Quel pourrait être le tournant de la guerre en Ukraine ?

Quel pourrait être le tournant de la guerre en Ukraine ?

25.05.2022 0 Par admin
  • Jonathan Bill
  • correspondant de sécurité, BBC News

Un drapeau national ukrainien vu devant des bâtiments détruits

Photo de SOPA Images

La guerre russe en Ukraine devient plus sanglante, chaque camp essaie d’épuiser l’autre. Les deux parlent de succès. Mais les deux échouent.

Malgré le fait que la Russie reste la puissance dominante et dispose d’une puissance militaire importante, elle n’a pas été en mesure de remporter une victoire rapide comme prévu.

Nous avons décidé de considérer certains facteurs qui peuvent faire pencher la balance dans un sens ou dans l’autre.

Les gains et pertes

Au nord, la contre-offensive ukrainienne a réussi à repousser les troupes russes de Kharkiv. Au sud, la Russie a presque détruit les derniers bastions du port de Marioupol. Les deux villes ont coûté cher en termes de pertes militaires et civiles, mais aucune n’est susceptible d’être décisive dans la guerre.

Ce qui s’est passé à Marioupol et à Kharkiv montre clairement les fluctuations ondulantes de ce conflit. Le même modèle de gains et de pertes coûteux se répète maintenant dans l’Est.

La Russie avance à petits pas mais régulièrement dans le Donbass – un nouveau centre de son offensive. Mais il a également échoué, comme en témoigne la destruction au début du mois de dizaines de véhicules blindés russes tentant de traverser la rivière Seversky Donets.

L’avantage de la Russie est l’artillerie

A l’est, les deux camps échangent des frappes d’artillerie lourde. Ben Barry, un ancien brigadier de l’armée britannique qui travaille maintenant à l’Institut international d’études stratégiques, affirme qu’il en sera toujours ainsi dans la bataille du Donbass.

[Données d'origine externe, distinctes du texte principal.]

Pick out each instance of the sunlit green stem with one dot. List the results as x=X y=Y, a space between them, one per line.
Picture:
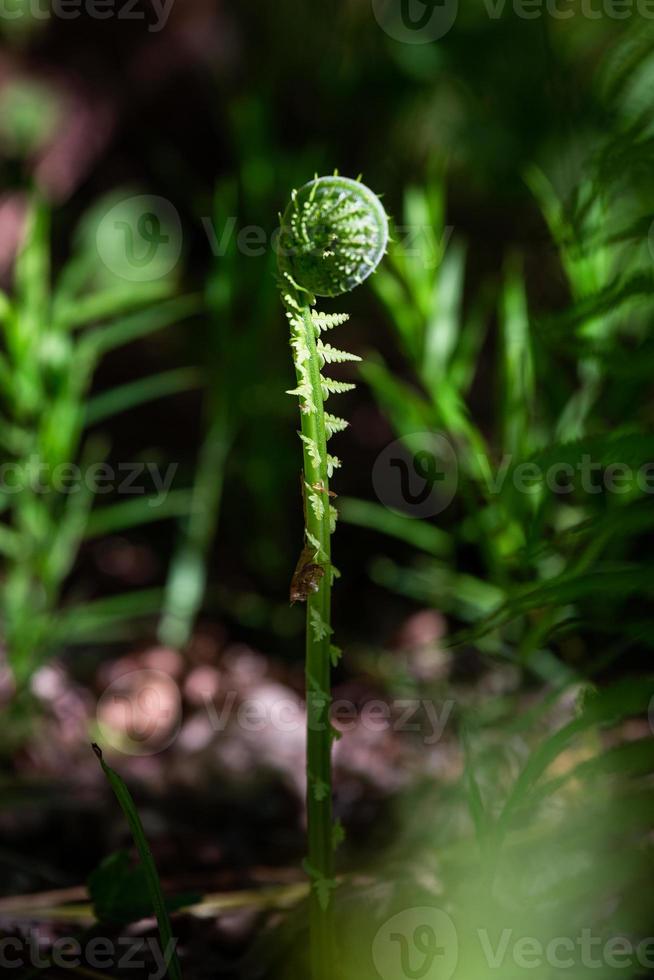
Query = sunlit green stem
x=318 y=681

Il prédit que l’artillerie sera la principale cause de pertes des deux côtés dans les semaines et les mois à venir. Les responsables occidentaux soulignent les pertes importantes de la Russie, mais sont moins disposés à donner des estimations des pertes de l’Ukraine.

Photo de YASUYOSHI CHIBA

Légende de la photo,

Malgré les approvisionnements occidentaux, l’Ukraine est toujours derrière la Russie en nombre d’armes

L’Ukraine reçoit maintenant des armes lourdes de l’Occident, y compris l’obusier M777. Elle a également reçu des systèmes radar anti-artillerie pour aider à rechercher et à détruire les lignes d’artillerie russes. Mais l’Ukraine est toujours en retard dans le nombre d’armes.

Tactique

La Russie utilise des systèmes d’artillerie et de missiles pour limiter les forces ukrainiennes le long de lignes défensives bien fortifiées. Les Russes poussent depuis deux directions principales – d’Izyum au nord et de l’ouest autour de la ville de Severedonetsk. Ils ont fait des progrès dans les deux sens.

Ben Barry dit que la Russie semble « essayer de saigner l’Ukraine », la forçant à concentrer ses forces sur des points clés qui pourront alors « couvrir » l’artillerie. Les analystes militaires estiment que l’Ukraine risque de subir des pertes importantes en conséquence.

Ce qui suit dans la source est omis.